I had to explain that it was a picture of a butterfly thought extinct in North America. Some lepidopterist saw it while looking through my butterfly collection, asked about it, and immediately offered a grand for the photo and my location notes and maps. Who knew guys with literal butterfly nets had that much money to spend?

After the nest we spent most of our time on the ground crawling around the stream banks, where we shot plants, bugs, other invertebrates, and a bewildered-looking lizard that Cheryl named "Larry." She refused to explain the reason for that name.

Some pictures weren't so hot, most were what I call vacation-quality, and one or two were excellent. In other words, it was much like my usual day crawling around on my belly. For a beginner like Cheryl I felt like putting up a sign, "Genius at work," even though the law of averages would have predicted that outcome for the day.

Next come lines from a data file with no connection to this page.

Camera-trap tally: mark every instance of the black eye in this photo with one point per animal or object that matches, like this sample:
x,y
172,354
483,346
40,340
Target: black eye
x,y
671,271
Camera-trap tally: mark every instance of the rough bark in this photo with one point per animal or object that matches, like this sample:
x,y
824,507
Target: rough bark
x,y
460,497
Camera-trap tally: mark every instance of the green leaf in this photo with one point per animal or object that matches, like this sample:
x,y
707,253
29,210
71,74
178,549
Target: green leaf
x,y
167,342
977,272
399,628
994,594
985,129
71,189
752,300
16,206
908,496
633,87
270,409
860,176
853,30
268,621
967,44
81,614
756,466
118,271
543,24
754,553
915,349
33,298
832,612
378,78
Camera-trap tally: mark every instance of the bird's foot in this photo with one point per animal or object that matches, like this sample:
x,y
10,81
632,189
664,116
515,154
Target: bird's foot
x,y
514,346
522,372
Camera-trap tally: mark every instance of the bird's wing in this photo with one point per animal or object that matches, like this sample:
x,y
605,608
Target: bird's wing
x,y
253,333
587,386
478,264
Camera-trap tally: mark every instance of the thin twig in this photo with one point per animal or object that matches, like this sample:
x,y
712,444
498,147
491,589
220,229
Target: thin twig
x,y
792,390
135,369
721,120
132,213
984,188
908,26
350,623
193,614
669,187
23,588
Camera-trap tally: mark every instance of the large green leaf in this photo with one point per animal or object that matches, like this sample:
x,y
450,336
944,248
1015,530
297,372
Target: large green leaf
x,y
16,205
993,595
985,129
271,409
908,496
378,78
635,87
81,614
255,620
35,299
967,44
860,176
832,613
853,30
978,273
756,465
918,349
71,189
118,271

After all, there's talent involved in being a good photographer, but there's a hell of a lot more luck.

The session was eventually halted by emergency signals from Bladder Operations Central. She insisted on riding back to the facilities, even though I promised not to look and even though every bounce in the saddle was a cause for alarm for each of us. I told myself, "If she can do it, I can do it." But if the facilities had been another ten feet farther away, I might not have made it.

She agreed to delay lunch until we reached town. That delay may have contributed to completion of her personal hygiene process in record short time, even though it included her shower. Or, perhaps she merely turned on the water and spun around twice in the steam escaping through the open shower door.


I took her to Bobbi Jo's Buckskin Diner and showed her the difference between a restaurant chain's mass-produced-by-the-billions output, complete with stringy frozen fries, and a genuine hand-made cheeseburger with the spices mixed into the meat and topped with aged cheddar, accompanied by thick, hand-sliced, unpeeled fries. I thought she was going to lick the plate when she finished. Bobbi Jo said that lots of tourists had the same reaction as Cheryl. I'd never noticed. Maybe on all my other visits I'd been too busy concentrating on the food because none of the tourists had been as beautiful as my dining guest.